Eppure, come ricordano tre autorevoli dissidenti venezuelani – Nelson Bocaranda, Héctor Schamis ed Elizabeth Burgos – la caduta di Maduro non basta. Il sistema che lo ha sostenuto è ancora intatto, e la transizione democratica è appena agli inizi. Un monito che invita alla prudenza.

Dall’America Latina all’Artico: la geopolitica si allarga
Sechi allarga poi lo sguardo all’Artico, riprendendo un’intervista in cui Donald Trump ribadisce l’interesse strategico per la Groenlandia. Un tema che può sembrare bizzarro, ma che per il Pentagono è tutt’altro che marginale: quella regione è oggi uno dei fronti più delicati del confronto con Russia e Cina. E l’Europa – denuncia Sechi – continua a sottovalutare il problema.

Sul tema interviene anche Antonio Socci, che accusa una parte del mondo progressista europeo di difendere il “colonialismo danese” pur di opporsi agli Stati Uniti. Secondo Socci, la Groenlandia vuole l’indipendenza: lo indicano sia la vittoria dei Demokraatit nel 2025 sia i sondaggi che parlano di un consenso dell’85%. L’isola, ricchissima di risorse e strategicamente cruciale, avrebbe tutto da guadagnare da un rapporto privilegiato con Washington.

Roma, Venezuela e una “epifania” politica
Il quadro internazionale trova un curioso riflesso anche in Italia. Mario Adinolfi, commentando lo scontro avvenuto a Roma tra due venezuelani e manifestanti della Cgil, parla di una “epifania”: un momento in cui la verità emerge con chiarezza. Per lui, il 2026 non è solo un nuovo anno ma l’inizio di una nuova epoca in cui gli italiani devono scegliere da che parte stare. La sua scelta è netta: stare con la libertà e contro i regimi, in continuità con le radici cristiane del Paese.

Il fronte anti-occidentale e lo scontro di civiltà
Il blitz americano contro Maduro è stato condannato da Cina, Iran, Russia, Turchia, Cuba e Hamas. Una lista che, osserva Socci, mostra la compattezza del fronte ostile all’Occidente e l’inedita alleanza tra regimi comunisti e movimenti islamisti.

Da qui il richiamo a Samuel Huntington e al suo celebre saggio “Lo scontro delle civiltà”. Huntington avvertiva che, nel mondo post-Guerra Fredda, le tensioni più pericolose sarebbero state culturali e civilizziamoli, non ideologiche. Gli attentati dell’11 settembre sembrarono confermare quella previsione. E oggi, secondo Socci, il quadro è ancora più evidente: il fronte anti-occidentale si è rafforzato, mentre l’Occidente ha perso coesione politica, economica e culturale.
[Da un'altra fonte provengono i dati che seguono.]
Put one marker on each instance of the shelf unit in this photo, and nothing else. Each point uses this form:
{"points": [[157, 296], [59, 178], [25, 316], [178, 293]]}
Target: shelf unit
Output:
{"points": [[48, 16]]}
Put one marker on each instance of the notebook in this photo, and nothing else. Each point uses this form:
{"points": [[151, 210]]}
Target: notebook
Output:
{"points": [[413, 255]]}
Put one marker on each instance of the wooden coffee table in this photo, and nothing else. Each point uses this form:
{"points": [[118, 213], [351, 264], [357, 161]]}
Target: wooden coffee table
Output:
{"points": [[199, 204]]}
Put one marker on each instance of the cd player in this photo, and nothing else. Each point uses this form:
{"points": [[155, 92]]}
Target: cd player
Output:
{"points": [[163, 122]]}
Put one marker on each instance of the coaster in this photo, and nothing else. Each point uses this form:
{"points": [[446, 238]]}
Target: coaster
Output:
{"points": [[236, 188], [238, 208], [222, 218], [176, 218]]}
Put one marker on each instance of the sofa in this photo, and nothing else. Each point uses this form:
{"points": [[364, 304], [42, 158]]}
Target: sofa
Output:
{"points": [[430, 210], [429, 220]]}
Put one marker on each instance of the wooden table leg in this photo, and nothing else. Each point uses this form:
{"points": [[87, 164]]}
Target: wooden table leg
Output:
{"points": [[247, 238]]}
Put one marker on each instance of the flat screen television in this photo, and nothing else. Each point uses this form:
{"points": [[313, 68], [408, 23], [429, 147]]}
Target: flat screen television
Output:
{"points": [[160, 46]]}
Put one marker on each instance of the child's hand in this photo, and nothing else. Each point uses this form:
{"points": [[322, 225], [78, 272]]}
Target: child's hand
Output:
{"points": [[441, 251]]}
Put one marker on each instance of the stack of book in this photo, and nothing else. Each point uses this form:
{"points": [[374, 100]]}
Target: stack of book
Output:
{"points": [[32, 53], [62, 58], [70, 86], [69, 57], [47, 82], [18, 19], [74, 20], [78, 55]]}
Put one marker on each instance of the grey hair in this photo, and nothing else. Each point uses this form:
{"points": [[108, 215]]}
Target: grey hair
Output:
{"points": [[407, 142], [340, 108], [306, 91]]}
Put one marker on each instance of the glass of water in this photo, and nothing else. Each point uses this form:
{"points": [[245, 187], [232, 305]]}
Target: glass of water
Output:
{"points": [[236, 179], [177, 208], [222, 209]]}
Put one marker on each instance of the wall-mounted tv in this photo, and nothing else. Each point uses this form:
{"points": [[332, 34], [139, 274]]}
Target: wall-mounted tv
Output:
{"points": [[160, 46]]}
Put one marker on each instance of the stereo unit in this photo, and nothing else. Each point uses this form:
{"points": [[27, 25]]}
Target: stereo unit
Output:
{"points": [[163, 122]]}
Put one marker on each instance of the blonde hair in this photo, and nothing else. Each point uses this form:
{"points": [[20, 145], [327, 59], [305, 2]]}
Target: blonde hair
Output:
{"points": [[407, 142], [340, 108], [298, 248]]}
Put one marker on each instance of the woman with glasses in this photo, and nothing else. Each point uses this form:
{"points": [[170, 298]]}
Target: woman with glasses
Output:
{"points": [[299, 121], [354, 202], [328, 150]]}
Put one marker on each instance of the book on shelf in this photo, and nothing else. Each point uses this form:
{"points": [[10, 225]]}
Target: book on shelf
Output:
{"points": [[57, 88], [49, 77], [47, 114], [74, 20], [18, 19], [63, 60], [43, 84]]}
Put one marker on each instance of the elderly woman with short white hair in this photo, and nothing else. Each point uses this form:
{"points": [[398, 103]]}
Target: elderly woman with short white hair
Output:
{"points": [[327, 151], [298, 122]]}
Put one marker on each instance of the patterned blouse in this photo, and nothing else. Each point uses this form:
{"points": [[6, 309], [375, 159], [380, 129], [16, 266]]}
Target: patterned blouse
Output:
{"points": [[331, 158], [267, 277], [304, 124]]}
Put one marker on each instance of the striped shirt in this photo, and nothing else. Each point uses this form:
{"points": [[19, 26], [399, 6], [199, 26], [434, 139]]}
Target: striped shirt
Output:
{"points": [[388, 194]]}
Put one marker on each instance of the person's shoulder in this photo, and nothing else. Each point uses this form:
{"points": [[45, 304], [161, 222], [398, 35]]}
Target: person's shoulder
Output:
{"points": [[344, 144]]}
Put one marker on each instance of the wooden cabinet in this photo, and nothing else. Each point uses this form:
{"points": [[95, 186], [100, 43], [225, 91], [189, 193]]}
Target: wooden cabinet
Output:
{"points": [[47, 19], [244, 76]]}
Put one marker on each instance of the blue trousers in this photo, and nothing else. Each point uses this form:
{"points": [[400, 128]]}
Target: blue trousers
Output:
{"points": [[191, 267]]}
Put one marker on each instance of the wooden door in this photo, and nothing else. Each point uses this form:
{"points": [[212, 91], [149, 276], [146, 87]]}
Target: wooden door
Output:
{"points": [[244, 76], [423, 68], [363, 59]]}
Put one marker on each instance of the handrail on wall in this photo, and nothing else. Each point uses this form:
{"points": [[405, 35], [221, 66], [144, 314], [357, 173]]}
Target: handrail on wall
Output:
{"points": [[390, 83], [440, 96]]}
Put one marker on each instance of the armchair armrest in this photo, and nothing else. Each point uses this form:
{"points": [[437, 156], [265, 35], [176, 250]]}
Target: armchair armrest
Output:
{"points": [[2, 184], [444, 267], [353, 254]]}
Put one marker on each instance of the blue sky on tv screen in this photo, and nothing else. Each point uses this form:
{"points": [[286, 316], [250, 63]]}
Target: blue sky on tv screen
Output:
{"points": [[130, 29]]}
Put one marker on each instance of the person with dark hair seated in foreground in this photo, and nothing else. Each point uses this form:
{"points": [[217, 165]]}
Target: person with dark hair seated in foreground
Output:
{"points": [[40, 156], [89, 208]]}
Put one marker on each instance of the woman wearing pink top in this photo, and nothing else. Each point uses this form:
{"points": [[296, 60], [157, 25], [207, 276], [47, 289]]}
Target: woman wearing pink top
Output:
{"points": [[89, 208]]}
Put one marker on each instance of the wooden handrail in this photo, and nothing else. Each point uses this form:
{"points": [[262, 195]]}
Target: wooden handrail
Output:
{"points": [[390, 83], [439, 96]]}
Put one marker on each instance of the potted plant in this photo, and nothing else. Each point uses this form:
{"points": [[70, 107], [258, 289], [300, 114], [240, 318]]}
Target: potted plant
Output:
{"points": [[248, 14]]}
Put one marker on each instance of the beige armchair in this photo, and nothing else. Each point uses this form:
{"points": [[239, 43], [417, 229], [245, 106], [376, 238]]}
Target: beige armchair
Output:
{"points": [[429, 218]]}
Un Occidente più fragile, un mondo più duro
Il filo rosso che unisce queste analisi è chiaro: stiamo entrando in un’epoca in cui la geopolitica torna a essere brutale, esplicita, priva di illusioni. Le democrazie occidentali appaiono indebolite, mentre i loro avversari si muovono con crescente coordinazione. Venezuela, Groenlandia, Artico, Medio Oriente: tasselli di un puzzle più grande, in cui si gioca il futuro dell’ordine internazionale.